Second Place: Variation 3: Freemium – most conversions but second place overall. Not surprisingly, the freemium variation drove the most conversions but only outperformed the original by 12% and had the lowest retention. Referral stats combined with random polling/emailing revealed a majority of the users that signed up were just curious (and not parents).

Third Place: Variation 2: Multiple plans – least conversions and worst overall performer. People reacted least favourably to the two paid plans.

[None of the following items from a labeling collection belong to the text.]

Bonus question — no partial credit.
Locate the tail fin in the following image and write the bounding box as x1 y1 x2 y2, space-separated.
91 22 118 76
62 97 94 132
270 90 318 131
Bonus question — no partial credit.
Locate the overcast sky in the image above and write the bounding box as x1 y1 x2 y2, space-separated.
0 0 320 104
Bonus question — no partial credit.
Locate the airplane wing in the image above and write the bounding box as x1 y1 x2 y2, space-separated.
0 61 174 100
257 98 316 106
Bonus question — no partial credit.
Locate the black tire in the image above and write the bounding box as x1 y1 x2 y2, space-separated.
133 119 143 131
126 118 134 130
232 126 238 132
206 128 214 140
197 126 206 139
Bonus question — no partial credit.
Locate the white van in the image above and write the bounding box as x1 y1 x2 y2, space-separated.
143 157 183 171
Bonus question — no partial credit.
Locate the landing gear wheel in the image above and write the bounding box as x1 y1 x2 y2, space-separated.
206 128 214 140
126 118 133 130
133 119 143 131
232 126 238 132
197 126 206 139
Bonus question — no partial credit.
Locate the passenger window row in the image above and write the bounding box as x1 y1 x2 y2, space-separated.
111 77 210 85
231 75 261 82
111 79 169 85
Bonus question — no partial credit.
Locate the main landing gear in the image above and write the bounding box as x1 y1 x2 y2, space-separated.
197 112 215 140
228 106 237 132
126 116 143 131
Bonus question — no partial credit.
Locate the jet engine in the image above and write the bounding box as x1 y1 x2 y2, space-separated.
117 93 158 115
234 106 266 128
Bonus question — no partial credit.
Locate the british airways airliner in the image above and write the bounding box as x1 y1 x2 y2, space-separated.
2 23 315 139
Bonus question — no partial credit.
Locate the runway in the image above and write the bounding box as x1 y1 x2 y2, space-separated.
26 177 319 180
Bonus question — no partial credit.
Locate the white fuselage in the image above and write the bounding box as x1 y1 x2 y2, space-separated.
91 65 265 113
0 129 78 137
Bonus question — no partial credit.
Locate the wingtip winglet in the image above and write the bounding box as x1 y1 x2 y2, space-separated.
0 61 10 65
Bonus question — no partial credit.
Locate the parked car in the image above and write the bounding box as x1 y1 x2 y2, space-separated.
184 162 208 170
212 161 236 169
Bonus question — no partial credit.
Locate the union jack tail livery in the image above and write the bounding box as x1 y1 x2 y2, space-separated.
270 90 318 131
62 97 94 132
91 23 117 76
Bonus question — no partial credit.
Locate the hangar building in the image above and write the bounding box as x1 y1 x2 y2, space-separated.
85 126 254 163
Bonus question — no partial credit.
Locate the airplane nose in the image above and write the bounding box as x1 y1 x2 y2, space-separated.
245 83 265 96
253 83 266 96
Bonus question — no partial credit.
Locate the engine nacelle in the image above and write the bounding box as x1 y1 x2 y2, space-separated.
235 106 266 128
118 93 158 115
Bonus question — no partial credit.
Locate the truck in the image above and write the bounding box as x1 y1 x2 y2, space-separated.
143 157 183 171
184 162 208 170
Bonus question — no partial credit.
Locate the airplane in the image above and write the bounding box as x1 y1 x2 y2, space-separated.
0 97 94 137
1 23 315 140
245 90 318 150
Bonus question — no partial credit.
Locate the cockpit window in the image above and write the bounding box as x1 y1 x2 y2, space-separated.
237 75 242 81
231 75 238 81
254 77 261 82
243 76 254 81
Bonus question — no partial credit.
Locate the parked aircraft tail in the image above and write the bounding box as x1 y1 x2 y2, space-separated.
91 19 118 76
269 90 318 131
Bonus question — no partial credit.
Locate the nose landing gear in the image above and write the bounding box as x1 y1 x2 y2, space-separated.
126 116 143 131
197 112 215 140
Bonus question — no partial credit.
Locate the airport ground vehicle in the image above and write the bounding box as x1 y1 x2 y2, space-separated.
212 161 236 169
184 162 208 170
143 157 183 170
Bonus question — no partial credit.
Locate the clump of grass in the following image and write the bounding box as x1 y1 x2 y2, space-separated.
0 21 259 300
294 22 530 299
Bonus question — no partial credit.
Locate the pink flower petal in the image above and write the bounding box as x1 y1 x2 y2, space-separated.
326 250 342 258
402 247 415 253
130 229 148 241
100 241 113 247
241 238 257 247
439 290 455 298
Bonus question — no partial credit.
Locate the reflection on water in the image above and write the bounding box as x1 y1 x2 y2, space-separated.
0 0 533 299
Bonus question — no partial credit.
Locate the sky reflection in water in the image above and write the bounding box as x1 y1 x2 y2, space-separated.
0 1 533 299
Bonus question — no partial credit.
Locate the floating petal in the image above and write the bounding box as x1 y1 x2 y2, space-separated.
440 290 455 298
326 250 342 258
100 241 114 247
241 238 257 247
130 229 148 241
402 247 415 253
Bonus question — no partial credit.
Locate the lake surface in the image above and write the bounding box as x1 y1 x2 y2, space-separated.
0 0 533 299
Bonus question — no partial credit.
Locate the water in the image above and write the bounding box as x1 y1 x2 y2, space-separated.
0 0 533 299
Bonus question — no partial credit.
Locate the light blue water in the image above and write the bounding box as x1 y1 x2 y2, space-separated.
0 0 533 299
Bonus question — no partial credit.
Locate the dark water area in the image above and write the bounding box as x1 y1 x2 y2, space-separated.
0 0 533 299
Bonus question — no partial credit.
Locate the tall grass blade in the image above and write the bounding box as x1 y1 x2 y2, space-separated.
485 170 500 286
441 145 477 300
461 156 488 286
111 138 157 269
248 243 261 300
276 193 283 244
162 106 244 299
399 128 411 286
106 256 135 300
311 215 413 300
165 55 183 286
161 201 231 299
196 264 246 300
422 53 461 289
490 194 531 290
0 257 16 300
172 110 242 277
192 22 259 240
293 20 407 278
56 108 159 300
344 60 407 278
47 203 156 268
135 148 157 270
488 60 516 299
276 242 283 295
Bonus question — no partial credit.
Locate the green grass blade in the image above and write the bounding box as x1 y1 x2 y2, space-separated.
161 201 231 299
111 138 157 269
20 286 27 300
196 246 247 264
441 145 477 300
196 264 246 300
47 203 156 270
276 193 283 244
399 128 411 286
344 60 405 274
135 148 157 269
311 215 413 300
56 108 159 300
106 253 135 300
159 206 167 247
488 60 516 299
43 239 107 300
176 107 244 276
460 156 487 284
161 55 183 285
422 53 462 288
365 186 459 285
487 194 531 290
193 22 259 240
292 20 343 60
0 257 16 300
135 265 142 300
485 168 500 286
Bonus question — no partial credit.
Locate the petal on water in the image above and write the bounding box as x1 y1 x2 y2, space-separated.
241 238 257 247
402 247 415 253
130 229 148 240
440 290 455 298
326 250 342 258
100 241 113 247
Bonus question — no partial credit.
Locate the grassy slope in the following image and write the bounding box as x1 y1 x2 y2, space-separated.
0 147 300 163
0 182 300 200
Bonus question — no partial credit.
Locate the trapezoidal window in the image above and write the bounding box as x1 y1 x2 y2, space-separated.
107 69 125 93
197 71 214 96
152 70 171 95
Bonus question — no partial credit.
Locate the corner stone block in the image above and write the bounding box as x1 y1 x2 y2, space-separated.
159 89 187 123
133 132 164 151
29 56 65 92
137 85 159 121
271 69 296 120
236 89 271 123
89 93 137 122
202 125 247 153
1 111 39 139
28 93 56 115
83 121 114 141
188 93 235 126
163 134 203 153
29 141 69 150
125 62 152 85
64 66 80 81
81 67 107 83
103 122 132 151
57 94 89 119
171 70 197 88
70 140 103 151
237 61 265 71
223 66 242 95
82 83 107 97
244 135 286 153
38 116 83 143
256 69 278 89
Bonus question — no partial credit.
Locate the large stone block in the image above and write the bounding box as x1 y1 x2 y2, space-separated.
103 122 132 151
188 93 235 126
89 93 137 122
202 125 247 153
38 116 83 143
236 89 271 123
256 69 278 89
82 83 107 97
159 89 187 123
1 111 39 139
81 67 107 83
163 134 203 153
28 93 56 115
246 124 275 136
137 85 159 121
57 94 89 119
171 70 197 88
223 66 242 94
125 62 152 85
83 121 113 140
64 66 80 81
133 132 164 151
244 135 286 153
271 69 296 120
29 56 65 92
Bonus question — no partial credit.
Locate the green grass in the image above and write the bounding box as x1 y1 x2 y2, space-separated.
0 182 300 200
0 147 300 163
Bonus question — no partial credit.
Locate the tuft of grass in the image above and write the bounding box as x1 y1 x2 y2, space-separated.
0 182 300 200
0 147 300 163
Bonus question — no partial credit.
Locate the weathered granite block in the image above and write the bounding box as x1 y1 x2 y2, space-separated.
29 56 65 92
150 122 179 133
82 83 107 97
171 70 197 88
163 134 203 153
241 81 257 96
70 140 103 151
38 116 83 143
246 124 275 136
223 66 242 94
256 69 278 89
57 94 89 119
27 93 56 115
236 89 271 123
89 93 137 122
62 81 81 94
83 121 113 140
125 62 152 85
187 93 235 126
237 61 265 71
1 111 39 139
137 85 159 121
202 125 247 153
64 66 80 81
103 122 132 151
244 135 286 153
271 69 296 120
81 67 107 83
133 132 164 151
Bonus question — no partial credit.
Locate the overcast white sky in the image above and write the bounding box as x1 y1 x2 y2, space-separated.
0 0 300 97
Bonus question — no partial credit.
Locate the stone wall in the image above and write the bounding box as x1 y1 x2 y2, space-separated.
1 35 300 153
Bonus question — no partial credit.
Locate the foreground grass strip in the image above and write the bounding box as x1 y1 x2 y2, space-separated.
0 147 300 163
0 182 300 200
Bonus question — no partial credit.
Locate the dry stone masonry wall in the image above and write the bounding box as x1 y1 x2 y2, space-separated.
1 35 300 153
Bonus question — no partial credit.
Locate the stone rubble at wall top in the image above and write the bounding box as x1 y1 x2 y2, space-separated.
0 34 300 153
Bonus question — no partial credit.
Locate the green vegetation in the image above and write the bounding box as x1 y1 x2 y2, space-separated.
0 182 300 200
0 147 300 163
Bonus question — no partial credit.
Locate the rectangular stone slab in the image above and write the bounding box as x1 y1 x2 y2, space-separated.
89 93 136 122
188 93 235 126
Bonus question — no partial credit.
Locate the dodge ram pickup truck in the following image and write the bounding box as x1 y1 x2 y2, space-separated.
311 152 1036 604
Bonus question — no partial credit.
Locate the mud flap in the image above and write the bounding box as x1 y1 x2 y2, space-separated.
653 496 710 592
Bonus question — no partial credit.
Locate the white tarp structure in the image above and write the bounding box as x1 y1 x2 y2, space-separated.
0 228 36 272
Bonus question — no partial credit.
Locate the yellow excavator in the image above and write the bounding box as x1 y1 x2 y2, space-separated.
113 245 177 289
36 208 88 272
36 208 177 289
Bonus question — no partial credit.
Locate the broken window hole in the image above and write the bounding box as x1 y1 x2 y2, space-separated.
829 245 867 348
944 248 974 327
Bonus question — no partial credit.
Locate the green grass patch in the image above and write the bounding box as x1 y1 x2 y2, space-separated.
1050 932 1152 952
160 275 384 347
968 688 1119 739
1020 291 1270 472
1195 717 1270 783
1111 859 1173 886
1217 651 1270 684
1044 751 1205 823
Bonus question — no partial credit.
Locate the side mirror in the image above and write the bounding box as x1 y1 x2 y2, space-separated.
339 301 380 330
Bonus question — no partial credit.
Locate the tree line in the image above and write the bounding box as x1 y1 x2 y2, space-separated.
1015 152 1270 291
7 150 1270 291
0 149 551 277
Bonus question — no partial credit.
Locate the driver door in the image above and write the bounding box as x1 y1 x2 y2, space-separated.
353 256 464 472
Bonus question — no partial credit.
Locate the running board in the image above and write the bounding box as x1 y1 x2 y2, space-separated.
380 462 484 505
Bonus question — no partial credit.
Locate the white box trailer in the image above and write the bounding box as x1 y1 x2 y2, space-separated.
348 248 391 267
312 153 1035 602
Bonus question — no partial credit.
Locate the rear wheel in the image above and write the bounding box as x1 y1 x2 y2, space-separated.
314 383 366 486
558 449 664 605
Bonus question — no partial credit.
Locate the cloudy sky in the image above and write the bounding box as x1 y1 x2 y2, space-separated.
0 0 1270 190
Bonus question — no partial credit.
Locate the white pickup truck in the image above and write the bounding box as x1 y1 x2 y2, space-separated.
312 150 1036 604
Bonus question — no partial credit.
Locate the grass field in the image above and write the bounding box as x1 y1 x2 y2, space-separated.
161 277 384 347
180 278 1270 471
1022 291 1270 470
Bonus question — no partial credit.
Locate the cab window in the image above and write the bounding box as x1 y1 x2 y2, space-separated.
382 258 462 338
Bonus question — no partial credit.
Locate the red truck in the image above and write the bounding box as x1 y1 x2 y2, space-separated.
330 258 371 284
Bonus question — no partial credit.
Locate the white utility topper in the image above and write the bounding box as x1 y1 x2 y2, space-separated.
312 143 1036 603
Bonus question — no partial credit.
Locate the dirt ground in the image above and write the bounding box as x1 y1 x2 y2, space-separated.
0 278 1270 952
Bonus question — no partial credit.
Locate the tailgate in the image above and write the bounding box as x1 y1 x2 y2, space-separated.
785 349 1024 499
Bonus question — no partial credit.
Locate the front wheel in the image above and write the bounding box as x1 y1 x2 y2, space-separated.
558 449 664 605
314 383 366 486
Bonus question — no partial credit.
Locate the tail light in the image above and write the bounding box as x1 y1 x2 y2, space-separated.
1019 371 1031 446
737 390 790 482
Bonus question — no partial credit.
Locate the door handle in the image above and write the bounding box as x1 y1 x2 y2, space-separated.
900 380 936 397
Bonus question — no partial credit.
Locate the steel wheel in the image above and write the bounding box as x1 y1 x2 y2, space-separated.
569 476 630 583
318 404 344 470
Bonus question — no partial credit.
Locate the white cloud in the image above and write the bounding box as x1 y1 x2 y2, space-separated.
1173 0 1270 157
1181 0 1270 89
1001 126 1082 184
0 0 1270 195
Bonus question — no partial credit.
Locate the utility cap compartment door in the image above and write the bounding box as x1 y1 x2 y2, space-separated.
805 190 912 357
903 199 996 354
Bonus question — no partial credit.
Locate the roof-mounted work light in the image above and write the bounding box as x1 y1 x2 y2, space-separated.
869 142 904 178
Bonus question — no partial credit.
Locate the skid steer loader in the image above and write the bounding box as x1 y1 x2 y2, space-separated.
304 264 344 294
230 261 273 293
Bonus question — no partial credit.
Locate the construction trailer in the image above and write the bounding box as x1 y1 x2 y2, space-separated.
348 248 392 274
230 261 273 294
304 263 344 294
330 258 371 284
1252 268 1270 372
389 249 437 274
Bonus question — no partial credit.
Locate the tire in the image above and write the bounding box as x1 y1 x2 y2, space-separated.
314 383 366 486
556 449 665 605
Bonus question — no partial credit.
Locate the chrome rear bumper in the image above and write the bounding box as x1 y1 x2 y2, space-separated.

Non-starter: Variation 4: No price during introductory period. Parents I interviewed did not understand the introductory period without explanation and were reluctant to try the service without knowing how much the service was going to cost. Probing further, they weren’t willing to invest the time building up web galleries and inviting others only to find that the service might be priced out of their expectation.

What I learned
It does pay to align pricing with your overall positioning. Our unique value proposition is built around being “hassle-free and simple” and people seemed to expect that in the pricing model as well. A lot of our existing customers were already paying for their existing sharing service so the leap from free to paid was not a big one. While Sean suggests removing price before fit for consumer facing products, he suggests always charging for enterprise customers to gain their commitment. This is another case where pricing needs to be explicit. Using Cindy Alvarez’s model, our customers appear to be Time-Poor, Cash-Rich. Offering no-hassle free trials was sufficient to remove the commitment risk. Money back guarantees might be another way to further lower this risk.

The biggest lesson learned, though, is how accurate my initial customer interview findings were, compared to all the hypotheses that followed. Pricing is more art than science and your mileage will vary, but whenever possible get out of the building, talk to a customer, and consider testing price sooner rather than later.